= Karen Khachaturian =

Russian composer (1920-2011)

Karen Surenovich Khachaturian (Карэн Суренович Хачатурян, Կարեն Խաչատրյան; 19 September 1920 – 19 July 2011) was a Soviet and Russian composer of Armenian ethnicity, the nephew of composer Aram Khachaturian.

==Early life and education==
Karen Surenovich Khachaturian was born on 19 September 1920 in Moscow, the son of Suren Khachaturian, a theatrical director.

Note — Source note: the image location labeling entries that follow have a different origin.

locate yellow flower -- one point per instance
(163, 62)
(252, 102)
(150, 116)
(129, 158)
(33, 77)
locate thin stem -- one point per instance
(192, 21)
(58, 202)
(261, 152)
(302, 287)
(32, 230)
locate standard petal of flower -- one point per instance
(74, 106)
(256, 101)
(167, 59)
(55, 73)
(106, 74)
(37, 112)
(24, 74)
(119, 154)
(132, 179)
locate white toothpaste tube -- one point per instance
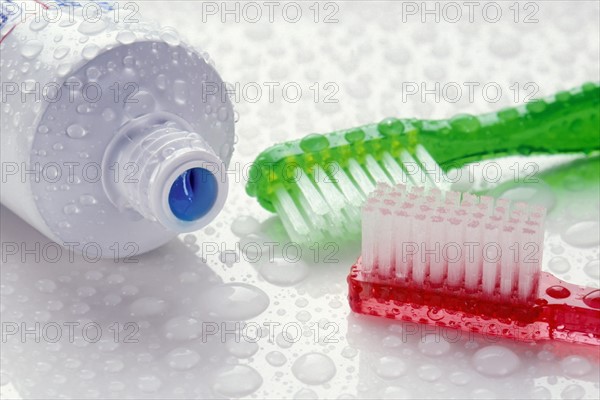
(115, 134)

His studies under Genrikh Litinsky at the Moscow Conservatory were interrupted by a term of duty in the entertainment division of the Red Army. Resuming his studies in 1945, he worked with Dmitri Shostakovich and Nikolai Myaskovsky.

==Career and works==
In addition to a Violin Sonata (1947), his works include a Cello Sonata (1966), a String Quartet (1969), four symphonies (1955, 1968, 1982, 1991) and a ballet, Cipollino (1973), as well as various other orchestral works and music for the theater and films.

Rhythmic drive and a careful and idiomatic use of his instrumental forces characterize his compositions. He adopted a primarily tonal approach to composition. His works have been recorded by artists including David Oistrakh, Jascha Heifetz, Mstislav Rostropovich, and Vladimir Yampolsky. A recording of the opening of his first symphony was played in a lecture-demonstration given at the University of Warwick during the first academic year in which it had undergraduates (1965–1966), by Geoffrey Bush.

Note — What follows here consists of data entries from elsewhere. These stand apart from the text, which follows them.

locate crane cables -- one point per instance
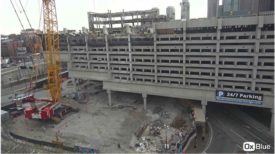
(25, 14)
(17, 14)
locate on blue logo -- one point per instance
(220, 93)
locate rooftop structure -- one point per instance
(233, 8)
(115, 22)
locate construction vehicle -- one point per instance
(49, 106)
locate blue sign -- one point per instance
(239, 97)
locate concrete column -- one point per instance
(144, 96)
(155, 53)
(183, 52)
(74, 84)
(217, 58)
(107, 51)
(130, 56)
(203, 104)
(109, 92)
(272, 122)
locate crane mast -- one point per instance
(52, 49)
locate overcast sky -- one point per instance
(72, 14)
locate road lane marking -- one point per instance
(211, 137)
(238, 135)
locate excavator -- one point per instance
(49, 106)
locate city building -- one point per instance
(212, 8)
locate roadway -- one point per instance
(228, 131)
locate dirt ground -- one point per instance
(101, 126)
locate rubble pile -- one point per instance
(157, 136)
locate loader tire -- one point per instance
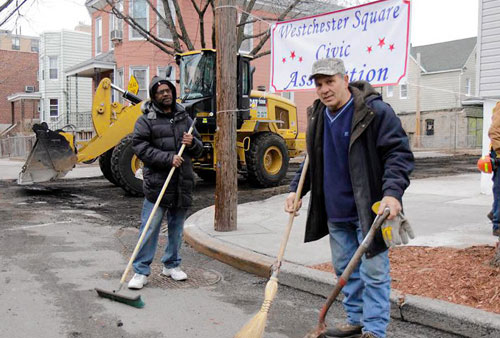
(124, 164)
(206, 175)
(267, 160)
(105, 165)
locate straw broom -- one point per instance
(255, 327)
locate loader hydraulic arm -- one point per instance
(127, 95)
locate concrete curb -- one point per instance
(449, 317)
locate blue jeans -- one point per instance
(171, 258)
(367, 291)
(496, 198)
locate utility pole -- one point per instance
(417, 107)
(226, 190)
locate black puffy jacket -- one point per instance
(156, 139)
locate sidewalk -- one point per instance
(443, 211)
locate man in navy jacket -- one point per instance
(359, 154)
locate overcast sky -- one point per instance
(432, 20)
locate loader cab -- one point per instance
(198, 87)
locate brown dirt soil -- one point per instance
(461, 276)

From 1952 to 2011 he taught at the Moscow Conservatory (since 1981 - professor). Among his students were A. Tchaikovsky, Alfred Schnittke, Sofia Gubaidulina, A. Baltin, A. Vieru (Romania), N. Terahara (Japan), Kang San U (PRC), V. Babushkin, V. Polyansky, Ashot Ariyan and many others.

==Works==
- String trio for violin, viola, and cello
- Violin Sonata, in G minor, Op. 1 composed in 1947. (for Leonid Kogan) – recorded by J. Heifetz and L. Steuber for RCA Victor Gold in 1966. n. of disc is – (GD87872)
- Cello Sonata, dedicated to Mstislav Rostropovich. First performed January 10, 1967
- String quartet.
- Trio for Violin, Horn and Piano
- 4 symphonies (as noted above)
- Viy
- Cipollino, ballet in 3 acts (1973)

==Awards==
Khachaturian was awarded the Order "For Merit to the Fatherland", 4th class (2007), the Order of Honour (2000) and the Order of Friendship (1995). He was awarded the title People's Artist of the RSFSR (1981) and the USSR State Prize (1976, for the ballet "Cipollino") and the State Prize of the Russian Federation (2001). He also received the Diploma of the Russian Federation President (6 March 2011 – for great contribution to the development of national culture and the many years of creative activity) and the Moscow City Hall prize (1999).